時刻表どおりだと急行が最も速く、特急が一番遅いことになるのが謎ですが、これが「アメージングタイランド」だと納得するしかありません。おそらくスピードではなく車両のグレードで分けているからでしょう。
また、エアコンのない3等車以外の列車内は驚くほどエアコンがよく効いているので上着があると便利です。
2018年3月上旬の時点でのタイ国鉄東北線のノーンカイ・バンコク間の運賃は次のとおりです。
- 急行3等扇風機座席:253バーツ(約856円)
- 急行2等エアコン座席:498バーツ(約1,750円)
- 特急2等エアコン寝台:上段898バーツ(約3,150円)、下段998バーツ(約3,500円)
- 特急1等エアコン寝台:上段1,357バーツ(約4,750円)、下段1,557バーツ(約5,450円)
LCCの就航は旅行者の流れを変えた?(バンコク〜ビエンチャン)
※LCCの登場は海外旅行のスタイルを一変させました。
驚くほど安価に飛行機を利用できることで人気のLCCですが、2016年7月から遂にタイ・エアアジアがバンコク・ドンムアン空港~ビエンチャン・ワッタイ空港間に就航しました。
既述した昔のラオ・エアラインよりも遥かに安全でリーズナブルに空路が利用できる時代になったことに驚きを隠せません。以前この線はラオ・セントラル・エアラインというラオスのLCCが飛んでいたのですが、現在は運休しています。
バンコク・ビエンチャン間就航LCC
- タイエアアジア
- タイスマイルエア
料金は45ドルから90ドル(約5,000円から10,000円)程度です。
またタイ国内線でもバンコク~ウドンタニ間が1日約20便ほど就航しているので、この間を空路で移動しビエンチャンとウドンタニは陸路移動する旅行者も増えています。
バンコク・ウドンタニ間就航LCC
- タイライオンエア
- ノックエア
- タイエアアジア
- タイスマイルエア
料金は1,000~1,600バーツ(約3,500~5,600円)程度が目安ですが、プロモーションを利用すればさらに格安で利用できます。

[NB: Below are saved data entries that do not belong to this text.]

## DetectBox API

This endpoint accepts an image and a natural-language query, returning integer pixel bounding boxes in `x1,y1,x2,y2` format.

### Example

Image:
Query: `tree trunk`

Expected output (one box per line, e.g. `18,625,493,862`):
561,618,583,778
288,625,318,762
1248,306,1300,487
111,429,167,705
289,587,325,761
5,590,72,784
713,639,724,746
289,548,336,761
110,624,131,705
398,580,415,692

気軽に飛行機を利用することができる時代ですから、益々移動に空路を利用するスタイルが増えていくのではないでしょうか。
温故知新、自分の旅は自分で組み立てよう!
インターネットが普及していなかった頃にも、非常に多くの旅行者が旅をしていました。現在と比べると圧倒的に情報量が少なかった当時の旅行は、無駄やつまらない苦労が多かったのは間違いありません。

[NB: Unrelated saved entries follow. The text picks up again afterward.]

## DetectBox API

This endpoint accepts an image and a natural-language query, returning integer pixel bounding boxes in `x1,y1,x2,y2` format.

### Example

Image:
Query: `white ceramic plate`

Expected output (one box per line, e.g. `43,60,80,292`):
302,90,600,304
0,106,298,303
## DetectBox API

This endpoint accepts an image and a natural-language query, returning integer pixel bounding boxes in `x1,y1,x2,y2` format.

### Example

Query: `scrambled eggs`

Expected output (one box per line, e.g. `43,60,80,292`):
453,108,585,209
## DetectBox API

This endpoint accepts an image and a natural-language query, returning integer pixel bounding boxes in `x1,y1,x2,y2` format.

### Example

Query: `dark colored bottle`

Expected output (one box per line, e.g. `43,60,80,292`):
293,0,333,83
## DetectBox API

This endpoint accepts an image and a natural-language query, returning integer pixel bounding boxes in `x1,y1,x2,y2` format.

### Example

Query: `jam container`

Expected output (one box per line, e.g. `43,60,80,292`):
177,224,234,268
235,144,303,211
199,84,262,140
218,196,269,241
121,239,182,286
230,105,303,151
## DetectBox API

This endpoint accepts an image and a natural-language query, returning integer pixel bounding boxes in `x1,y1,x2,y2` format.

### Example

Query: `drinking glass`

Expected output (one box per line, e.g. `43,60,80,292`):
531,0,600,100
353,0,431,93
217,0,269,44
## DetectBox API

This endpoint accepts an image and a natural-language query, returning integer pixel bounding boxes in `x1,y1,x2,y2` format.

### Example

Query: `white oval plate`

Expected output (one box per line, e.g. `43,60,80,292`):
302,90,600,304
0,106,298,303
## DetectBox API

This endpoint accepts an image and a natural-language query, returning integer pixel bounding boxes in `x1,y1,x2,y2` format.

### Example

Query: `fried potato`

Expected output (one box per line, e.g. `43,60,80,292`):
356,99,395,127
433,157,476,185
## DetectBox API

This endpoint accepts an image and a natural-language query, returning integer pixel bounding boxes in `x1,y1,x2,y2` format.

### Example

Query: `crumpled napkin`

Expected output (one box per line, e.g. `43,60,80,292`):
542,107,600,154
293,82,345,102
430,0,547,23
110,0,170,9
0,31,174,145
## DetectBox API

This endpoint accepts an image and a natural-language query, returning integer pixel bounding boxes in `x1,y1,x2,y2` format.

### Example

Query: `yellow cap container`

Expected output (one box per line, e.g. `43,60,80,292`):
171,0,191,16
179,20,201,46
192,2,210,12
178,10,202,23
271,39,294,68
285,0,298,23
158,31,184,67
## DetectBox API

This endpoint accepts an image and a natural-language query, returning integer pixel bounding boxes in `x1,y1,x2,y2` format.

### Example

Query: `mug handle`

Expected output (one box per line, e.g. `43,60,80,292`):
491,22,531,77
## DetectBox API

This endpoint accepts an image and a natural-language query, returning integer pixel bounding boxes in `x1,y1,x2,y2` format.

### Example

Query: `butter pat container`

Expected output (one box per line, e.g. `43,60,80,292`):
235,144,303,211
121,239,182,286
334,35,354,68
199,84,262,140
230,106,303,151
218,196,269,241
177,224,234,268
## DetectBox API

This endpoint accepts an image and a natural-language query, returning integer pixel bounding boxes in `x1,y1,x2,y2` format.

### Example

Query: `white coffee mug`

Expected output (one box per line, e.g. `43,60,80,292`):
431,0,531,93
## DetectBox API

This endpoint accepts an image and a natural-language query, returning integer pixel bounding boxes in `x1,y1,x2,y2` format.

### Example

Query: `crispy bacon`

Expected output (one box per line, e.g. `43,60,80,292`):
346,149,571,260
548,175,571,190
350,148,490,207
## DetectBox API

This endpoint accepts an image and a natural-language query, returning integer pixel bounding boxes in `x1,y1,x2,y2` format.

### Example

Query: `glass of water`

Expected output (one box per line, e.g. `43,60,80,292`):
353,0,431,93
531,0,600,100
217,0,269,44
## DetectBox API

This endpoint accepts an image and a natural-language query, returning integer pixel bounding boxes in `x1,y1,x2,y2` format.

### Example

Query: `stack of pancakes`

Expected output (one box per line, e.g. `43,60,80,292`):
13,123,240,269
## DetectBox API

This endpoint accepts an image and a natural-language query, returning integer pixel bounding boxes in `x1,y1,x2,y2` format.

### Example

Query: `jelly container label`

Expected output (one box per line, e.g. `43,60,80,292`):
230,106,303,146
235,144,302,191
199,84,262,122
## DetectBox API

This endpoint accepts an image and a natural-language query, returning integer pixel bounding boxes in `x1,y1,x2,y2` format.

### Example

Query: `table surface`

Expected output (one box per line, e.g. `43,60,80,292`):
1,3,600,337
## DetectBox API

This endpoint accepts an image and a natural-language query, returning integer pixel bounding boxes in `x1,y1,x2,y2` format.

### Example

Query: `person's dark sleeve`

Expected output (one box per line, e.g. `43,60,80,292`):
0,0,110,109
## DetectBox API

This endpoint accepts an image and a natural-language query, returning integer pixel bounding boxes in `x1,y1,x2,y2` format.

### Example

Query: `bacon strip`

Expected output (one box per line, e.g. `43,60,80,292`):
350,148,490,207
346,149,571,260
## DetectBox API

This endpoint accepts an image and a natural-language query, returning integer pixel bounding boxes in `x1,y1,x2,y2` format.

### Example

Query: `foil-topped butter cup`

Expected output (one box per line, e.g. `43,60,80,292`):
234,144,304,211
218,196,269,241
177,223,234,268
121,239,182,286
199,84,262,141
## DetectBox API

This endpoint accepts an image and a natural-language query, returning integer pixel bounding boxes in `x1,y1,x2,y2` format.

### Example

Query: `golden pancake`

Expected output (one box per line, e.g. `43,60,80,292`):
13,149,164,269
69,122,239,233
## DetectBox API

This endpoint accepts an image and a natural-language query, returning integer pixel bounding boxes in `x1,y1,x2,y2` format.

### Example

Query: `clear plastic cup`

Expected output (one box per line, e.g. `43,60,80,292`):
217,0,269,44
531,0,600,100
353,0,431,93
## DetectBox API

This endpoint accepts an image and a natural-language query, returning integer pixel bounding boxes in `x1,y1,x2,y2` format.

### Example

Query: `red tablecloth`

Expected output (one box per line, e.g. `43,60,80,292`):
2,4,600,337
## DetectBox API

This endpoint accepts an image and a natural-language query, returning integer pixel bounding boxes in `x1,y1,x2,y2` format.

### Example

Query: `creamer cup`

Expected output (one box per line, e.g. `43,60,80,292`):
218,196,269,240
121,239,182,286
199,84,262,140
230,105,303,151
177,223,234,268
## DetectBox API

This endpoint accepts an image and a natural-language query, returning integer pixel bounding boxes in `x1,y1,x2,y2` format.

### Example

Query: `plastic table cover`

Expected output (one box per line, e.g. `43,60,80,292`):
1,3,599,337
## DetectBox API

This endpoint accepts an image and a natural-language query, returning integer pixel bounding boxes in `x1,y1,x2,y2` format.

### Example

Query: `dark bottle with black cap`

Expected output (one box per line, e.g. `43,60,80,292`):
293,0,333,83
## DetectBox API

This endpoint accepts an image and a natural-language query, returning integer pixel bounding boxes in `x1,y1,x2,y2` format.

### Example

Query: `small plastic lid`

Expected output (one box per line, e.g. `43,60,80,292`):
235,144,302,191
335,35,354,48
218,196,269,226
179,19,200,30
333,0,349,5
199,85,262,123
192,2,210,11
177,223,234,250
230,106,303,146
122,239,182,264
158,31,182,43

心配性な旅行者はカオサンから北バスターミナルやバンコク中央駅までわざわざ足を運び、バスの時刻表を書き写し、列車の時刻表を手に入れていたものでした。
このような計画的に旅程を進める「真面目?」な旅行者がいる一方で、私が属していた種類の「ダメな旅行者」も存在しました。

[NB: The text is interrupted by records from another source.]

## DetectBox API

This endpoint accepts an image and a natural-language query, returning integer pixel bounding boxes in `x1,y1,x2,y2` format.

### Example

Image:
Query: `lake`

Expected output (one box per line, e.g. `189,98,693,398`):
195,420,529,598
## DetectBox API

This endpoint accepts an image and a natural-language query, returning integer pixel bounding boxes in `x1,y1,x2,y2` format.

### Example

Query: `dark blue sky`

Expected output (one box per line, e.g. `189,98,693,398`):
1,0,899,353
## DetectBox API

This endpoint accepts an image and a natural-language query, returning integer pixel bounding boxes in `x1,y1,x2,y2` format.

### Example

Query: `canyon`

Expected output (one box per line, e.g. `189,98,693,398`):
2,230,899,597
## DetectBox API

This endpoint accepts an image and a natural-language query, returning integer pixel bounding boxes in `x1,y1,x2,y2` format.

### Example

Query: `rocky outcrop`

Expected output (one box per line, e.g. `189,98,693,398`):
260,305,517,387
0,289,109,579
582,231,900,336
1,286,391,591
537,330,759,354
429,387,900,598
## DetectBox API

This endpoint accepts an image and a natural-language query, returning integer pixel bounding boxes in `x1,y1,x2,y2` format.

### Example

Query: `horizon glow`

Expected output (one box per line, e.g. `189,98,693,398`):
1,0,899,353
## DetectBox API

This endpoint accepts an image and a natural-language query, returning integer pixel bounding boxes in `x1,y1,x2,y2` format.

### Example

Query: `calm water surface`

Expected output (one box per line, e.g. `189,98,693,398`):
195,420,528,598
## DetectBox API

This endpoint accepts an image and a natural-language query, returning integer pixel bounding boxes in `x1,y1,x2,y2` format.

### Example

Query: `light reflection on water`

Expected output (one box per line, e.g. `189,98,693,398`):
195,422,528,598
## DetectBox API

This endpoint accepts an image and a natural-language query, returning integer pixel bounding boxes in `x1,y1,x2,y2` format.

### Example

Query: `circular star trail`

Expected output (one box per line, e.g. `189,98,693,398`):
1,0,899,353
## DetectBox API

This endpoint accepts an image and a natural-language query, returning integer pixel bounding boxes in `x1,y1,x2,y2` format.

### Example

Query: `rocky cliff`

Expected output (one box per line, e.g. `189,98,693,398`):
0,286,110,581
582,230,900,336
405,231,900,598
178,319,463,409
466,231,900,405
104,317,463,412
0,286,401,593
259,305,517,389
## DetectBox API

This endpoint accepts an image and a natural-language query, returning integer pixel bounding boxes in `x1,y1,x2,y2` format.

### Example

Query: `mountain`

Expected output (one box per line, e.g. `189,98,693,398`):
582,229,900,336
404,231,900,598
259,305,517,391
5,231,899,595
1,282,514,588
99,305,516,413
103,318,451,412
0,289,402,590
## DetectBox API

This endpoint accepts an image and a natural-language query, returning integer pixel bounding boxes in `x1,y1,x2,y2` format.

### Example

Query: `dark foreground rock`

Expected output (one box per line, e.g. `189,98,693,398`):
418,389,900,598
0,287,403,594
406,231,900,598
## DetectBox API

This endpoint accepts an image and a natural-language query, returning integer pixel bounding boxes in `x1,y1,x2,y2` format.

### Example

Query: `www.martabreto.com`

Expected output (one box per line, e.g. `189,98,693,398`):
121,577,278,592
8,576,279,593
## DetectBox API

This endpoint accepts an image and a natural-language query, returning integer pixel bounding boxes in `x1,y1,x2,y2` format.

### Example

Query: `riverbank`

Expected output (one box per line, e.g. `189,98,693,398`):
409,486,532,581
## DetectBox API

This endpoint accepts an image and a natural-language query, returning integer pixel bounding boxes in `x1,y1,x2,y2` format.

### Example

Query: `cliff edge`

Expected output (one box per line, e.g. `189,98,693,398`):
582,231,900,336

バスや列車に乗り遅れたからもう1泊、寝坊でチェックアウトできなかったからもう1泊、洗濯物が乾かないからもう1日という、無計画で移動が苦手な旅行者です。
共通していたのは「自分の旅は自分のために自分で組み立てる」という意識と、「他人が使わないルートや移動手段を探し出す」という好奇心でした。
やるべき事は特別難しいことではありません。バスターミナルや駅に直接出かけて目的地方面のチケットを購入するだけで、必要なのは多くの好奇心と、踏み出すために必要なほんの少しの勇気だけです。
今の時代はスマートフォンなどのデバイスがインターネットにさえ繋がっていれば、どこからでも飛行機や列車、バスのチケットの空席照会や購入が可能です。
せっかくの旅行中、モバイルに触れる時間を減らしてちょっとした「無駄」や「苦労」をしてみませんか?
中長期で時間の制約から解放された旅行者にとって、外国人旅行者や現地人のスタッフや乗客などとの出会いのチャンスが多く、さらにコストをセーブできる陸路移動はおすすめです。
自由へのキップを手に日本を離れたのですから、できるだけ面白い経験をしたほうが得ですよね。
まとめ
以前より交通手段の選択肢が増えたラオス・ビエンチャンとタイ・バンコク間の移動は、相変わらず旅行者に人気のルートです。
しかしスマホから得る移動情報が画一化されているためか、一味違った旅行スタイルや他人と違うルート取りが行いづらくなっているようにも感じます。
せっかく自由旅行で東南アジアを訪れるのであれば、一昔前に主流だった移動手段を選んでみるのも面白いのではないでしょうか。移動中の現地人との触合いは良い思い出として残りますよ!